Belakangan aku tahu, setan sedikitpun tak seram, segalanya menakutkan kalau belum kenal. Setelah akrab, setan ternyata sangat ramah, jenaka, banyak akal dan gemar tertawa. Bahkan setan bilang, api hanya menggelitik telapak kaki, tak bikin nyeri. Aku percaya, ada banyak orang mampu berjalan di atas bara tanpa alas kaki tak terluka. Setan bahkan lebih baik dari seorang penyair malang, yang hanya berteman sajak menjelang ajalnya, atau seorang pemusik berbakat besar yang cuma mewariskan hymne kematian.
Setan, setanlah yang selalu menemaniku sejak matahari terbenam, membaca sajaksajak dari penyair besar, dengan suara pongah, tapi senyumnya sungguh ramah, setan sungguh baik hati, membuatku merasa tak bersalah saat kukatakan dengan lantang, “Betapa besar kepala penyair itu, siapa yang peduli pada waktunya, siapa sudi merayunya. Selama otak masih bersemayan dalam tempurung kepalaku, tak akan pernah aku merayu. Apalagi untuk seorang penyair, sepintar apapun ia mencipta sajak, tak akan pernah.”
Setan tertawa terbahakbahak, hangat dan gembira, di ujung tawanya setan berkata,”Itulah kehebatan perempuan, intuisi, berani mengatakan dengan pasti segala yang tak bisa diprediksi.” Mau tak mau aku nyengir, setan tersenyum sangat menggoda.
Entah sengaja, entah kehendak siapa, aku dan setan semakin akrab. Entah pula kenapa setan sangat suka membaca sajak, setiap kami bersama sajaksajak seolah jadi santapan lezat, satu lagi kelebihan setan, suaranya merdu dan harum.
Dengan acuh setan menjawab saat kutanya, kenapa bisa merdu dan harum,”Aku hanya makan bunga.”
KIni aku yang tertawa, lama, tawa yang seperti terlalu ringan untuk dilepaskan di udara, sebagian tawa itu untuk diriku sendiri, dan setan tak boleh tahu itu. Bisabisa setan mengejekku tanpa henti, mahluk yang menyenangkan pasti sekaligus juga menyebalkan, begitulah adanya setan, saat ramah setan lebih baik dari malaikat, saat mengejek setan lebih brengsek dari tokek. Setan tak boleh tahu aku bukan hanya suka suara merdu dan harumnya, tapi juga setiap sajak yang dibacanya. Aku yakin hanya orang menyedihkan yang menyukai sajak, puisi, syair, atau apalah namanya. Susunan katakata tak lazim yang bikin pening, itulah caraku dulu mendefinikan kata sajak. Dan aku sekarang mulai kecanduan.

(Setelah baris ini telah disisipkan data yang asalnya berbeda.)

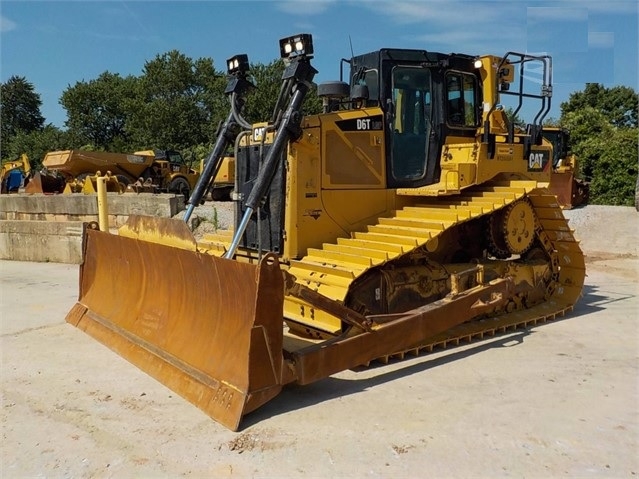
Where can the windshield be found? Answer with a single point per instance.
(411, 99)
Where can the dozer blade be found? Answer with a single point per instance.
(208, 328)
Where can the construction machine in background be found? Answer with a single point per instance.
(570, 190)
(13, 174)
(155, 171)
(408, 214)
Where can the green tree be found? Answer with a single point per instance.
(176, 102)
(618, 104)
(97, 111)
(605, 139)
(37, 143)
(19, 110)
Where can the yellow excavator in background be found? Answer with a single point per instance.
(408, 214)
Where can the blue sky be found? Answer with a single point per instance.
(55, 44)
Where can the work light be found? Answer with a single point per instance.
(237, 64)
(297, 46)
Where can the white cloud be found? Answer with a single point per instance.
(7, 25)
(603, 7)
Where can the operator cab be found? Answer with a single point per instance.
(425, 97)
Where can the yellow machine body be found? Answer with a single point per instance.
(371, 230)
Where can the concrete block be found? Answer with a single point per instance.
(42, 241)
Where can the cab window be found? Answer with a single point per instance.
(461, 89)
(411, 100)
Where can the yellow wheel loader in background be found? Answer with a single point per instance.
(407, 214)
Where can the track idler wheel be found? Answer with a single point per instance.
(511, 230)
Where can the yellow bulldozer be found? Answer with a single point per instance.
(407, 214)
(570, 190)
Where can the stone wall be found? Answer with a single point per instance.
(38, 227)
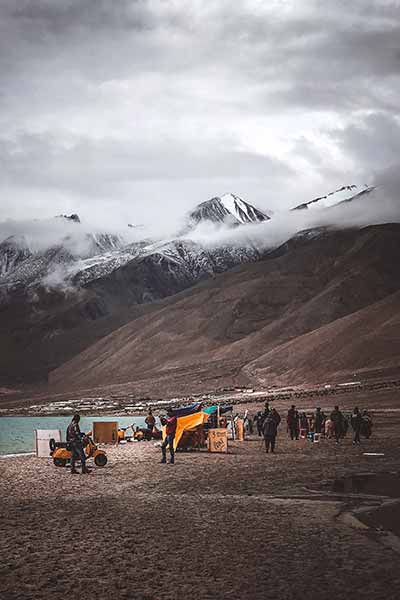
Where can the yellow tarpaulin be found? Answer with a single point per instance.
(187, 423)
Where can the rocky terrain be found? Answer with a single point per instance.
(318, 307)
(61, 294)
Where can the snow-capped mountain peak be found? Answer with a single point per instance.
(227, 209)
(346, 193)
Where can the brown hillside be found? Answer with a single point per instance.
(240, 317)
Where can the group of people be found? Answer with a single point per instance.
(267, 423)
(336, 425)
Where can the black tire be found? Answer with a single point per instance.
(100, 460)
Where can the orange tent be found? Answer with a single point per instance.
(187, 423)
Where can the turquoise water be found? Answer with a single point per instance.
(17, 434)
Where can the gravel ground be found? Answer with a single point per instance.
(243, 525)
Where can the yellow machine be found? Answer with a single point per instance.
(61, 453)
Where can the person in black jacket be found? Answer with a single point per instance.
(356, 423)
(339, 423)
(74, 438)
(319, 420)
(270, 430)
(259, 421)
(293, 422)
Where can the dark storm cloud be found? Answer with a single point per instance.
(374, 140)
(281, 97)
(94, 167)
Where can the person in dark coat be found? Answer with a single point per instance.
(270, 430)
(356, 423)
(339, 424)
(304, 423)
(259, 421)
(366, 425)
(170, 423)
(319, 420)
(74, 439)
(150, 422)
(293, 422)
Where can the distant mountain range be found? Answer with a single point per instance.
(57, 300)
(229, 210)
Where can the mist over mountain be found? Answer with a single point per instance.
(64, 283)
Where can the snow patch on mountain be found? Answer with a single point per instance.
(346, 193)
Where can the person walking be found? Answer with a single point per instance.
(304, 423)
(293, 422)
(170, 429)
(74, 439)
(338, 422)
(270, 430)
(259, 421)
(356, 423)
(319, 420)
(366, 424)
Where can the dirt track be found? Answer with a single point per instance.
(211, 526)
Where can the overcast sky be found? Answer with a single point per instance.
(122, 110)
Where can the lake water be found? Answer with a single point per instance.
(17, 434)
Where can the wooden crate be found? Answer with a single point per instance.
(105, 432)
(218, 440)
(42, 439)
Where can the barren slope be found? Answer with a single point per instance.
(243, 315)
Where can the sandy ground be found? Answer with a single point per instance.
(244, 525)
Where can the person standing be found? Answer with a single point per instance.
(293, 422)
(259, 421)
(270, 430)
(74, 438)
(356, 423)
(366, 424)
(319, 420)
(338, 422)
(170, 429)
(304, 424)
(150, 422)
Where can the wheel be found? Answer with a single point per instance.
(100, 460)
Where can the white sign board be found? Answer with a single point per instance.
(42, 437)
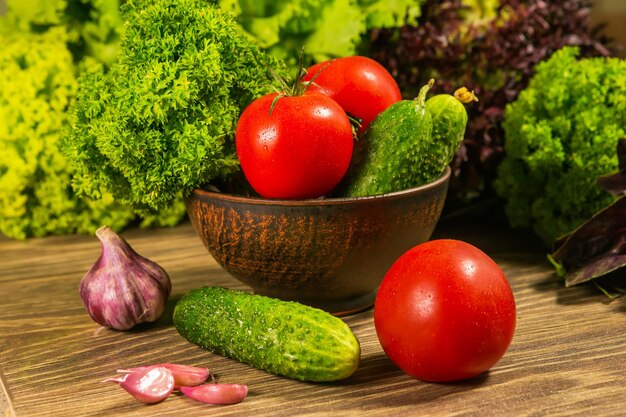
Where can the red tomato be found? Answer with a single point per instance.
(444, 312)
(301, 150)
(360, 85)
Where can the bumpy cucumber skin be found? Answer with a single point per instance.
(284, 338)
(449, 122)
(407, 145)
(394, 145)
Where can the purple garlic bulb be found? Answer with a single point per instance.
(123, 288)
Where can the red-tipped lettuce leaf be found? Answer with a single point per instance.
(598, 246)
(595, 248)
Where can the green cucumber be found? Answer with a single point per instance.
(449, 122)
(407, 145)
(282, 337)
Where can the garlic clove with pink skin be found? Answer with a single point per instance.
(184, 375)
(150, 385)
(123, 288)
(219, 394)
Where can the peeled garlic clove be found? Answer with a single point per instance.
(149, 385)
(183, 374)
(220, 394)
(123, 288)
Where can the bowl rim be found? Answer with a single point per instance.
(323, 201)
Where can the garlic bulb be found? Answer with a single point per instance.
(123, 288)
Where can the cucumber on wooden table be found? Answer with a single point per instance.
(281, 337)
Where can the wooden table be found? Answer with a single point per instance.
(568, 356)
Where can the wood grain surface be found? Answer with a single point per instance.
(568, 356)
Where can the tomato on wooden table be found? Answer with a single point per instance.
(445, 311)
(294, 147)
(361, 86)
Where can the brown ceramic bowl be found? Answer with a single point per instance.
(327, 253)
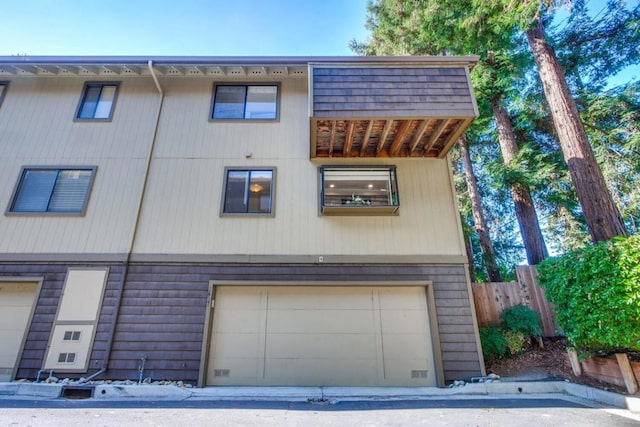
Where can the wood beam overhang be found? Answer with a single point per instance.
(383, 136)
(434, 137)
(332, 139)
(386, 137)
(348, 139)
(403, 130)
(415, 140)
(366, 138)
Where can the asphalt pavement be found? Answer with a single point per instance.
(537, 403)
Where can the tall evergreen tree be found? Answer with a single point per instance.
(431, 27)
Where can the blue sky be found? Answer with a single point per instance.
(192, 27)
(186, 27)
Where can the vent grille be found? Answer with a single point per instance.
(419, 374)
(66, 358)
(71, 336)
(221, 372)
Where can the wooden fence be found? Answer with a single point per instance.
(491, 299)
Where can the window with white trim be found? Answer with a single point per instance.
(52, 190)
(97, 102)
(245, 102)
(248, 191)
(358, 190)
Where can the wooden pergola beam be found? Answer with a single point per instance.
(418, 136)
(332, 138)
(383, 135)
(434, 136)
(365, 140)
(348, 139)
(396, 145)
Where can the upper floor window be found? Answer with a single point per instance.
(97, 102)
(3, 90)
(358, 190)
(52, 190)
(245, 102)
(248, 191)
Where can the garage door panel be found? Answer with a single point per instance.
(318, 298)
(240, 297)
(320, 321)
(320, 335)
(402, 299)
(320, 372)
(322, 346)
(403, 321)
(239, 321)
(399, 346)
(239, 345)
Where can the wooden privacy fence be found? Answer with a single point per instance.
(491, 299)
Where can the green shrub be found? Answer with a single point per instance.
(494, 344)
(515, 341)
(523, 319)
(596, 293)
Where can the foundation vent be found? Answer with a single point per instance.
(66, 358)
(419, 374)
(221, 372)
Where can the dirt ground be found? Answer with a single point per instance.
(551, 360)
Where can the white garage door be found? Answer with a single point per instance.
(16, 303)
(321, 336)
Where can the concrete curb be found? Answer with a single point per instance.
(330, 394)
(51, 391)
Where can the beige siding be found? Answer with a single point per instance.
(181, 212)
(37, 128)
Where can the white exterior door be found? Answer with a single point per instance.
(321, 336)
(16, 304)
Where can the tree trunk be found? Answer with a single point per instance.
(601, 214)
(469, 250)
(488, 256)
(525, 210)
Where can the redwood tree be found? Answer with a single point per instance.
(601, 214)
(480, 225)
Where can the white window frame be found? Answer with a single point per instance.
(359, 202)
(247, 190)
(243, 118)
(83, 99)
(18, 189)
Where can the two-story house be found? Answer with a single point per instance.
(234, 221)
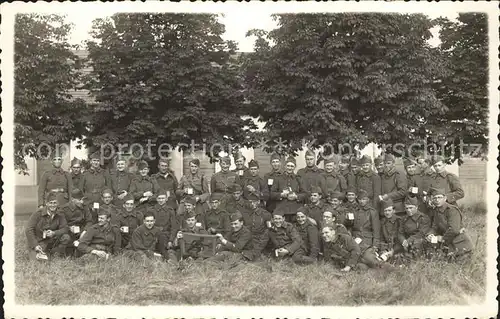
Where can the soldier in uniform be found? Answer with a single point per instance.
(413, 228)
(120, 181)
(334, 180)
(368, 180)
(94, 180)
(56, 181)
(165, 179)
(238, 241)
(447, 230)
(366, 227)
(258, 220)
(129, 219)
(216, 221)
(194, 184)
(287, 191)
(143, 188)
(445, 180)
(394, 185)
(47, 230)
(102, 239)
(310, 238)
(271, 178)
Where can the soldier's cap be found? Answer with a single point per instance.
(190, 200)
(387, 203)
(75, 161)
(235, 188)
(291, 159)
(253, 163)
(411, 201)
(362, 194)
(195, 161)
(236, 216)
(365, 159)
(216, 196)
(142, 165)
(437, 191)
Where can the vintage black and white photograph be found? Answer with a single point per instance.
(250, 154)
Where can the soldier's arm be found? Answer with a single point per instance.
(456, 190)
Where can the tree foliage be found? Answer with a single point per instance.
(167, 78)
(345, 78)
(45, 70)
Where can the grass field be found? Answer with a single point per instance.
(120, 281)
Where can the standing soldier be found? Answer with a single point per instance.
(311, 175)
(56, 181)
(271, 177)
(166, 180)
(334, 180)
(394, 185)
(287, 191)
(143, 187)
(368, 180)
(94, 180)
(194, 184)
(447, 181)
(76, 173)
(253, 183)
(120, 181)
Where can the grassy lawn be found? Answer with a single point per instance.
(120, 281)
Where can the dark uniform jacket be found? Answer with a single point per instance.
(40, 221)
(107, 238)
(55, 180)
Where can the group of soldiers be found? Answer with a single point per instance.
(354, 213)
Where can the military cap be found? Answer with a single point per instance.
(362, 194)
(253, 163)
(387, 203)
(411, 201)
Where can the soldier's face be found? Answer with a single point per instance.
(161, 199)
(278, 220)
(410, 210)
(276, 164)
(300, 218)
(129, 205)
(149, 222)
(120, 166)
(310, 160)
(236, 225)
(193, 168)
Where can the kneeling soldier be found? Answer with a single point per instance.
(102, 239)
(47, 230)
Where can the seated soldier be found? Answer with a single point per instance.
(366, 227)
(389, 244)
(258, 220)
(192, 248)
(102, 239)
(342, 250)
(47, 231)
(413, 228)
(77, 216)
(165, 220)
(447, 233)
(286, 239)
(129, 218)
(238, 242)
(216, 220)
(144, 239)
(310, 238)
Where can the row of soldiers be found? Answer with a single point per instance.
(346, 215)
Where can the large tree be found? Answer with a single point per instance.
(344, 78)
(45, 70)
(166, 78)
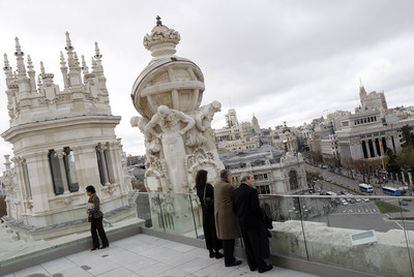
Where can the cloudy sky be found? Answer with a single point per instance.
(281, 60)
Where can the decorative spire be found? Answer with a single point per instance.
(21, 68)
(158, 18)
(97, 51)
(84, 66)
(93, 61)
(75, 58)
(97, 68)
(69, 46)
(32, 74)
(7, 68)
(162, 40)
(29, 63)
(42, 68)
(19, 51)
(62, 60)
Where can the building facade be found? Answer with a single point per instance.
(63, 140)
(275, 171)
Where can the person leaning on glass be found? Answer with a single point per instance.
(95, 217)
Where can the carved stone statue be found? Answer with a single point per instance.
(179, 140)
(169, 122)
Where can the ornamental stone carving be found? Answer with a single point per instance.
(177, 131)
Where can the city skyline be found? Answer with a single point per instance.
(272, 76)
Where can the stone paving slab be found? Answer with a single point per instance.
(145, 256)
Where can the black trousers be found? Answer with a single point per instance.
(228, 249)
(96, 225)
(255, 247)
(213, 244)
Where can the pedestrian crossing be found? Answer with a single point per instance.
(357, 209)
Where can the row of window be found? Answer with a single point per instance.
(365, 120)
(63, 169)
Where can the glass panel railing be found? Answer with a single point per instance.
(356, 232)
(174, 213)
(405, 219)
(287, 234)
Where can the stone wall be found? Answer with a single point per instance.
(387, 256)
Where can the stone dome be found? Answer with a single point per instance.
(168, 80)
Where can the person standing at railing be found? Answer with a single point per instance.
(205, 193)
(252, 224)
(226, 225)
(95, 217)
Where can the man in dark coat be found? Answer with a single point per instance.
(226, 224)
(253, 229)
(95, 217)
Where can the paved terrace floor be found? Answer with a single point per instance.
(144, 255)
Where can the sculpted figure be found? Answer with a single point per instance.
(198, 136)
(205, 115)
(170, 123)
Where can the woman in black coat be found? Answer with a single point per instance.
(95, 217)
(205, 193)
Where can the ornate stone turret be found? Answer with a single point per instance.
(55, 136)
(64, 70)
(74, 74)
(32, 74)
(162, 40)
(178, 135)
(22, 80)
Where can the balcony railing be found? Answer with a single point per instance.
(368, 234)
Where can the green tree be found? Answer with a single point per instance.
(406, 158)
(391, 162)
(408, 136)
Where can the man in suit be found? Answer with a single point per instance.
(253, 229)
(227, 228)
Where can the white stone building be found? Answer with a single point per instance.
(63, 140)
(237, 136)
(274, 170)
(168, 93)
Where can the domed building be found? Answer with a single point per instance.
(178, 136)
(63, 140)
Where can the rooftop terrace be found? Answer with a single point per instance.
(145, 255)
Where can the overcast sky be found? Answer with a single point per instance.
(281, 60)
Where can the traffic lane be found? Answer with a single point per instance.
(363, 222)
(342, 180)
(358, 208)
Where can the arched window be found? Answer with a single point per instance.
(293, 180)
(55, 172)
(104, 161)
(26, 180)
(70, 170)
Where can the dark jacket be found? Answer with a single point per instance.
(226, 223)
(247, 208)
(94, 209)
(206, 195)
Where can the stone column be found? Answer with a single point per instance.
(40, 180)
(115, 161)
(60, 155)
(377, 147)
(101, 150)
(403, 177)
(19, 177)
(371, 149)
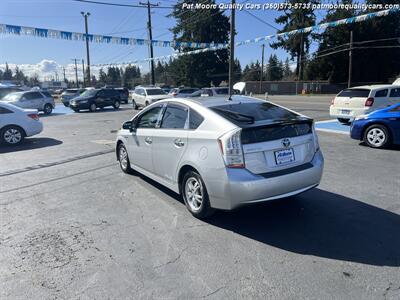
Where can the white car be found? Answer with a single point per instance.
(143, 96)
(353, 102)
(17, 123)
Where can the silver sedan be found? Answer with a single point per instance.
(220, 153)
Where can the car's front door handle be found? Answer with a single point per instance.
(179, 143)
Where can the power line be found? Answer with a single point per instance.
(261, 20)
(120, 4)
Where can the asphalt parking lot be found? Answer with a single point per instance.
(73, 226)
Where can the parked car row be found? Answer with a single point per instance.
(373, 111)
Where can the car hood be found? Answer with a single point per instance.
(80, 98)
(158, 97)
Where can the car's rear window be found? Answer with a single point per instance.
(240, 113)
(362, 93)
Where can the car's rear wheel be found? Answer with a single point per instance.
(123, 159)
(377, 136)
(12, 135)
(116, 104)
(93, 107)
(195, 195)
(47, 109)
(344, 121)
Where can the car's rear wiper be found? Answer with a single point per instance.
(236, 116)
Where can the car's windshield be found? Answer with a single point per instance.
(363, 93)
(250, 112)
(154, 92)
(12, 97)
(89, 93)
(70, 91)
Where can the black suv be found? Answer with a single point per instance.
(124, 94)
(92, 99)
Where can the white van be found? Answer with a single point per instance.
(356, 101)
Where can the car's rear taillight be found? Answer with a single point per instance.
(231, 149)
(369, 102)
(34, 116)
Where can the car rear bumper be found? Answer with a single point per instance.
(243, 187)
(78, 105)
(337, 112)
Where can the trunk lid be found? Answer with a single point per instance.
(352, 98)
(277, 146)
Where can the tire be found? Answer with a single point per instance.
(116, 104)
(93, 107)
(47, 109)
(344, 121)
(123, 159)
(199, 204)
(12, 135)
(377, 136)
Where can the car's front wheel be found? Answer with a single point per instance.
(48, 108)
(344, 121)
(93, 107)
(377, 136)
(123, 159)
(116, 104)
(195, 195)
(12, 135)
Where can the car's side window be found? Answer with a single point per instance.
(175, 117)
(381, 93)
(195, 119)
(395, 92)
(4, 110)
(149, 118)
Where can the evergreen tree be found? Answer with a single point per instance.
(295, 19)
(211, 26)
(7, 75)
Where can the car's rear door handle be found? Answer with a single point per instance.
(179, 143)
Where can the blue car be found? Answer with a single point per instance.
(378, 129)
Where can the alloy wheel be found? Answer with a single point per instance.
(12, 136)
(376, 137)
(194, 193)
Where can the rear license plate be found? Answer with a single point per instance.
(284, 156)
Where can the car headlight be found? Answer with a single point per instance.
(361, 117)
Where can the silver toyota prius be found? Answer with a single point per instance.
(220, 153)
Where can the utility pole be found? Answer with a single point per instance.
(262, 66)
(76, 72)
(148, 4)
(85, 15)
(83, 70)
(350, 59)
(300, 76)
(64, 74)
(232, 49)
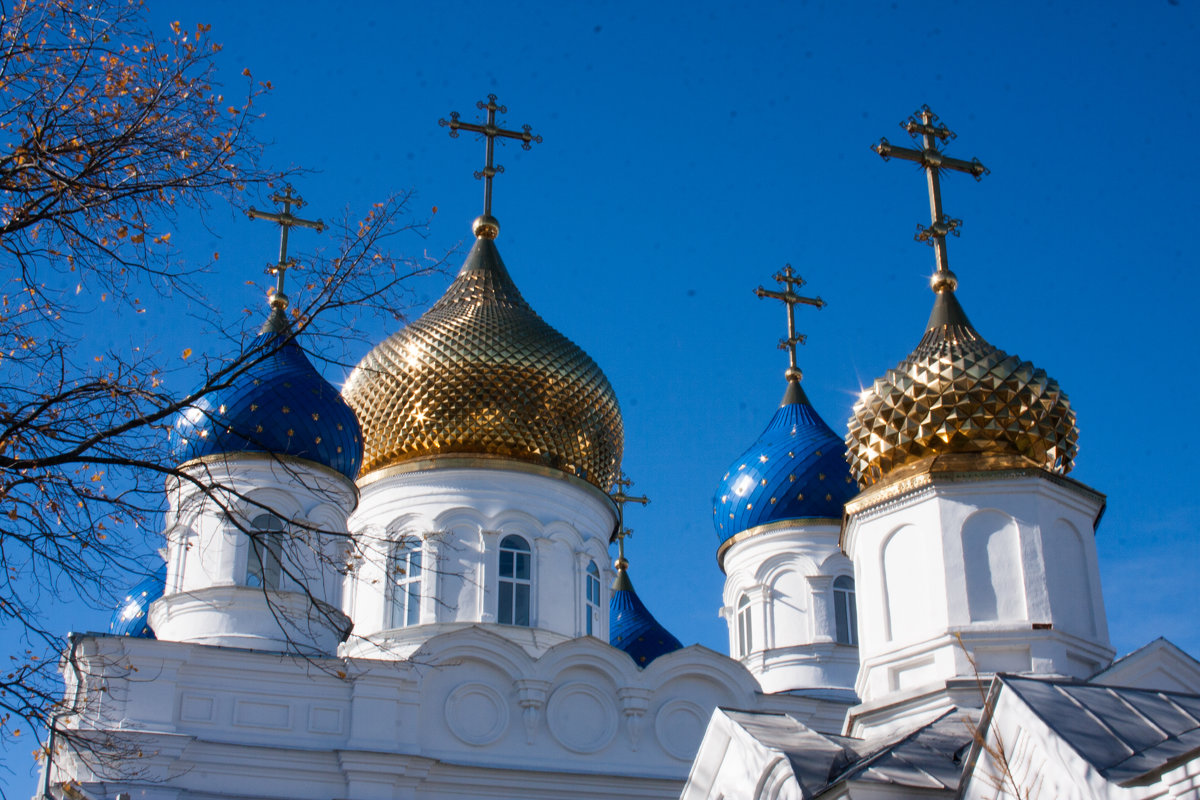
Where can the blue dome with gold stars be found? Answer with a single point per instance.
(130, 618)
(633, 627)
(280, 404)
(795, 470)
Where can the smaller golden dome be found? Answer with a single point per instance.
(958, 394)
(481, 373)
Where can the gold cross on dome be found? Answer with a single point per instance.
(791, 282)
(286, 222)
(490, 131)
(621, 498)
(931, 131)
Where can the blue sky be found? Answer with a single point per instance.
(691, 150)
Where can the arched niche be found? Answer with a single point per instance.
(912, 582)
(1068, 578)
(995, 575)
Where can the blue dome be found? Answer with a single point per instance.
(130, 618)
(633, 627)
(280, 404)
(795, 470)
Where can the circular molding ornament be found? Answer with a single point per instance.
(679, 725)
(477, 714)
(581, 717)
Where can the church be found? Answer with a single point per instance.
(402, 589)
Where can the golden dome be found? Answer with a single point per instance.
(480, 372)
(958, 394)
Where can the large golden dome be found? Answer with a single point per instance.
(958, 394)
(481, 373)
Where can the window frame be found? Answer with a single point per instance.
(592, 600)
(744, 625)
(265, 553)
(407, 588)
(519, 589)
(845, 611)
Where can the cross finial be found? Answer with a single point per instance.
(621, 498)
(931, 131)
(486, 227)
(791, 282)
(286, 221)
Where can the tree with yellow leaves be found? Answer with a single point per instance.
(107, 132)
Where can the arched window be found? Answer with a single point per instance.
(844, 611)
(264, 563)
(592, 599)
(515, 582)
(405, 583)
(745, 631)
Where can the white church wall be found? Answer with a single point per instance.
(292, 599)
(469, 714)
(995, 577)
(461, 516)
(972, 576)
(786, 572)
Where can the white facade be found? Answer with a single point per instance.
(457, 513)
(783, 589)
(256, 549)
(971, 573)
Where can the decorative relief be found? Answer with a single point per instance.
(324, 720)
(679, 726)
(581, 717)
(253, 714)
(477, 714)
(532, 697)
(197, 708)
(634, 703)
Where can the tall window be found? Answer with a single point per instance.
(405, 584)
(264, 565)
(844, 609)
(515, 582)
(745, 632)
(592, 597)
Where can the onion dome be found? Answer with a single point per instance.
(633, 627)
(279, 404)
(130, 618)
(795, 470)
(957, 394)
(481, 373)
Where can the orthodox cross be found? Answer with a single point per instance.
(791, 282)
(286, 221)
(621, 498)
(490, 131)
(927, 125)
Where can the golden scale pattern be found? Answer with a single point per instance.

Diamdiam aku kecanduan membaca kalimatkalimat sesat, sendiri. Setan telah begitu pintar memilihkan sajaksajak senapan, berkalikali pelurunya melubangi dada, tapi aku baikbaik saja. Setan sangat paham, apa yang paling membuatku terpesona, sesuatu yang kukenal, namun tak pernah dekat, serupa malaikat, atau tuhan, dan sajaksajak memenuhi semua syarat untuk membuatku tak berhenti jatuh hati. Bercahaya, putih, perkasa, bersayap, bisa mencipta dan menggerakkan semua yang tak ada dan diam, warna tumbuh dari hitam, kilat merekah saat awan hitam menghambur dalam peluk cahaya. Api menerkam udara, menjatuhkan air kepada tanah, tanah menumbuhkan kayu dari batubatu, batubatu menggesekkan tubuh, meletupkan api. Siklus terjalin tak putus, macam kulit apel kupasan perempuan berjiwa besar.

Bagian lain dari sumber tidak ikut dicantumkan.